Magic Rises
a power word. I could command it to die, but Ud , the killing word, usually failed, and when it didn’t work, the backlash crippled me with pain. The stronger the magic, the less pain, but this magic wave was weaker than most. The killing word would hurt like a sonovabitch.
I couldn’t afford to be crippled right this second or I’d end the day as fish food. The only other attack word I had was kneel . The serpent had no legs.
The serpent reared, rising from the sea, its mouth gaping. A moment and it would slam into me, like a battering ram.
The small man spat a single harsh word. “Aarh!”
A torrent of magic smashed into the serpent. It froze, completely still.
I lunged at it and thrust the knife into its spine. The serpent shuddered. I sawed through its flesh, nearly cutting it in two.
The serpent jerked and crashed backward. I kicked free.
The creature convulsed, whipping the sea into froth. I swam away from it, to the ledge, gasping for breath. The small man slumped against the stone. A small dribble of bloody spit slid from his mouth.
He’d used a power word and it worked. Thank you. Thank you, whoever you are upstairs.
I held on to the ledge. The small man leaned over and held my hand, helping me hold on.
The serpent flailed and thrashed, until finally a full minute later, it hung motionless in the water.
The man petted my hand, wiped the blood from his lips, and pointed up. Above us, about seven feet above the stone shelf, a narrow hole split the wall, a little less than a foot across. Not nearly wide enough for both of us.
The man held his hands together, as if praying, and looked at me.
“Okay,” I told him. No reason for both of us to be trapped.
I moved along the ledge to its widest point. A whole six inches of space to work with. Oh boy. It took me four tries to crawl up onto it—my feet kept slipping—but I finally managed and hugged the wall.
The man grabbed my shirt and pulled himself up. Feet stomped on my shoulders. Forget thirty pounds, he was more like fifty. He should’ve weighed one third of that at his size. Maybe he was made of rocks.
The man stood on my shoulders. I locked my hands and raised my arms flat against the wall. He stepped on my palms and kicked off.
I slipped and fell backward into the water. I broke the surface just in time to see him scramble into the hole and vanish.
I was all alone. Just me and fourteen feet of fresh sushi bopping on the waves. I was so tired. My arms felt like wet cotton.
Maybe I’d hallucinated the whole hobbit episode. I’d hit the water hard, ended up with a concussion, and started seeing small magic men in riding boots.
I forced myself to swim.
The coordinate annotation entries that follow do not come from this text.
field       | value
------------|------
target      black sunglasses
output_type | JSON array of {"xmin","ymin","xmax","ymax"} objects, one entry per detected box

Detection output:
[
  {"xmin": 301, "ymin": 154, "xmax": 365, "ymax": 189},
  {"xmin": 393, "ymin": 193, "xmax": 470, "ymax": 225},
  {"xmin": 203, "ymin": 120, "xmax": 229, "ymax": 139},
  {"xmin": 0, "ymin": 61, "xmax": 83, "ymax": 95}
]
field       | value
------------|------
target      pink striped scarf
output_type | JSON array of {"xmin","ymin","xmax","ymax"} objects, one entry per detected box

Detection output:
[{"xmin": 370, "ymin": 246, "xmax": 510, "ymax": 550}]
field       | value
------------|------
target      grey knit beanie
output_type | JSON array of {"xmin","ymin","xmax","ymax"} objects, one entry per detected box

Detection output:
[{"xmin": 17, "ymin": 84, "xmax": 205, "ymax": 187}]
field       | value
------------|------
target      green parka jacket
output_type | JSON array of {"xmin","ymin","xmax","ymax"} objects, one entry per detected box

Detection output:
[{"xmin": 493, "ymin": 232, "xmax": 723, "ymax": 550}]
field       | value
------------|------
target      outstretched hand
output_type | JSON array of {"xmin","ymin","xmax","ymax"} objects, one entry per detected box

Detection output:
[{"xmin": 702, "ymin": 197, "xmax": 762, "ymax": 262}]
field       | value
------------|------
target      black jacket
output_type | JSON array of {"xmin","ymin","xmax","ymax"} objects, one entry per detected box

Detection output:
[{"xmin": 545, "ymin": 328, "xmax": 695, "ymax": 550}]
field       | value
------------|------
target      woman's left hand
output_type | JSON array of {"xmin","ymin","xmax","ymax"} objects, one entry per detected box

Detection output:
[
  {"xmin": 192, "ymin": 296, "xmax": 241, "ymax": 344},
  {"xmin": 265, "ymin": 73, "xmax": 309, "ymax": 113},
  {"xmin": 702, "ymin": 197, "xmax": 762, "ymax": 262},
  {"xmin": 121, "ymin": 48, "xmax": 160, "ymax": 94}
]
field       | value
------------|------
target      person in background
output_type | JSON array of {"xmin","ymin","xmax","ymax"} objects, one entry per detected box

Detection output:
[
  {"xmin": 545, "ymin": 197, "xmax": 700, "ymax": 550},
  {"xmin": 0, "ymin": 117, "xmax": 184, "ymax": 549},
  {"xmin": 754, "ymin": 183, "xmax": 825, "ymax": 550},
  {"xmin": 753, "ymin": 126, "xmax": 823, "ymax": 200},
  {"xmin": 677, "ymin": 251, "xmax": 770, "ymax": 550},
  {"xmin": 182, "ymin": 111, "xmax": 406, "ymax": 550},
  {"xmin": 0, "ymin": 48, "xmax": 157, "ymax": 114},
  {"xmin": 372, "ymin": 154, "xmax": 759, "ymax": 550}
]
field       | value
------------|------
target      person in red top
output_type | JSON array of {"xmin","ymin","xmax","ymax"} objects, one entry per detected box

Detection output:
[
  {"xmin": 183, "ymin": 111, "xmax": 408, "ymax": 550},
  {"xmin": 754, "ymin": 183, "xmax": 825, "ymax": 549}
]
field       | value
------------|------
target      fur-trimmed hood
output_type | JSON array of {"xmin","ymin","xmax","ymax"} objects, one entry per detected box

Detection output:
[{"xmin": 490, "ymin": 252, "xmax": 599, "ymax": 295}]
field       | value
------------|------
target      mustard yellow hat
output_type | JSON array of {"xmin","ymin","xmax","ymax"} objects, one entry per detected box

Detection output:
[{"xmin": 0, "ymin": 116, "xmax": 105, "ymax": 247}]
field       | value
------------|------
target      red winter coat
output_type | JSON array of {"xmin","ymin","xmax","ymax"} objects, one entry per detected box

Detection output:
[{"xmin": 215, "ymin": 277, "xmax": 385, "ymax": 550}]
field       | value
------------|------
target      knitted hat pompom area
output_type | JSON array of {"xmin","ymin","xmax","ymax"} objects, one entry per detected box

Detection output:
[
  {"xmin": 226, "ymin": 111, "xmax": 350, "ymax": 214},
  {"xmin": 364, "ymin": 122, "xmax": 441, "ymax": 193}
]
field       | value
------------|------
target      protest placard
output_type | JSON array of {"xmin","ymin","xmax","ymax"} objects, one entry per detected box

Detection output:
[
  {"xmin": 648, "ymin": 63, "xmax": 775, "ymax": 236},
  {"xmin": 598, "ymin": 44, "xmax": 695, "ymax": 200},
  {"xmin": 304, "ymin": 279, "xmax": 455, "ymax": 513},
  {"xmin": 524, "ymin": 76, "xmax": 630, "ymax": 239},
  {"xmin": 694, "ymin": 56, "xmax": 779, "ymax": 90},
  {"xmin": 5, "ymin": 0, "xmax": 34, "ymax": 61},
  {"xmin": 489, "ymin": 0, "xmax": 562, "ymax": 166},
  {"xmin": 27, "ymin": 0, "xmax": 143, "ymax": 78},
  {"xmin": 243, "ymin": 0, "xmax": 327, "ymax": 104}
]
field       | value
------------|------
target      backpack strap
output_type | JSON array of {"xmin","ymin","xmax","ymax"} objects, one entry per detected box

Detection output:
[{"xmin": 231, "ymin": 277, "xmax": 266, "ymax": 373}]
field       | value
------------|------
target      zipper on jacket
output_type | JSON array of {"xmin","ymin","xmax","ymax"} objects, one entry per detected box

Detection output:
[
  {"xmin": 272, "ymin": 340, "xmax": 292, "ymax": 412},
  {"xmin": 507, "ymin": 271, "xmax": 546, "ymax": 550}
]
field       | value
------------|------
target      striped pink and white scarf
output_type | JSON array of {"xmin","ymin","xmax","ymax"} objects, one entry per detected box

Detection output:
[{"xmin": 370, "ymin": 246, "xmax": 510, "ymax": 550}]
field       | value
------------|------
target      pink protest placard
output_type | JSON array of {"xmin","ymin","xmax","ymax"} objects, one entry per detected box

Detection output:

Hanging in the water didn’t accomplish anything, and I was too exhausted to keep it up for long. Another trip around the cavern confirmed what I already knew—no escape. Sitting here waiting to be rescued was a losing proposition. Even if Aunt B and Keira did somehow manage to find me, I’d spend hours waiting for them to get a rope long enough get me out. The chances of the small man returning with a detachment of Pomeranian cavalry to liberate me were even slimmer.
The serpent had to have come from somewhere. There simply weren’t enough fish in this small cavern to keep it alive, and unless they fed it a steady diet of Abkhazian hobbits, it had to move freely between the cavern and the sea.
I swam to the wall where I’d first seen it and dove deep down through the crystal-clear water. Fifteen feet down, the mountain ended and a ten-foot-wide tunnel stretched before me, leading out. I had no idea how long it was.
To dive into an underwater tunnel of unknown length, possibly drowning, or to stay in the cavern until I wore myself out, possibly drowning? Sometimes life just didn’t offer good choices.
I breathed deep, trying to saturate my lungs with oxygen, and dove under. The tunnel rolled out in front of me, narrowing until it was barely four feet wide. I kept going, kicking off the walls. I once heard it was a good idea to not think about holding my breath while holding it. Yeah. That’s like not looking down while crossing over a cliff. Once someone says, “Don’t look down,” you’re going to look.
The walls were closing in on me.
What if I swam out into the nest of sea serpents?
My heart hammered in my chest. I’d run out of air. I swam, frantic, desperate, fighting the water for my life.
The ocean was turning dark. I was drowning.